Marcos Sampaio arte e cultura

No espelho do tempo

Em projeto que celebra seus 75 anos, Gal Costa regrava dez obras de sua carreira em duetos inéditos com jovens músicos brasileiros. O trabalho chega em CD e LP neste mês
Tipo Opinião
Gal Costa reúne 10 vozes masculinas em projeto que celebra seus 75 anos (Foto: Julia Rodrigues/ Divulgação)
Foto: Julia Rodrigues/ Divulgação Gal Costa reúne 10 vozes masculinas em projeto que celebra seus 75 anos

No último dia 26 de setembro de 2020, Gal Costa completou seus 75 anos de vida.

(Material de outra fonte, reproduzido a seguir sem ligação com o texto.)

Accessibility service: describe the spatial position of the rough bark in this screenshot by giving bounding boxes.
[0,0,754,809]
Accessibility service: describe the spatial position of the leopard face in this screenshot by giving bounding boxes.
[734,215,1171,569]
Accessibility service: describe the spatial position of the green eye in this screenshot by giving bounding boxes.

Reconhecida há mais de cinco décadas como uma das vozes mais importantes do Brasil (e que ajudou a projetar o Brasil para o mundo), a baiana celebrou a data com uma live (a primeira e única, até agora) em que enfileirou muitos sucessos cercada por uma banda de baixo, bateria e guitarra. Não fosse as regras impostas pela pandemia, teríamos mais dessa mulher que desafiou parâmetros, se firmou como uma potência da cultura nacional e que segue como referência para jovens vozes que querem fazer carreira combinando o clássico e o moderno da MPB.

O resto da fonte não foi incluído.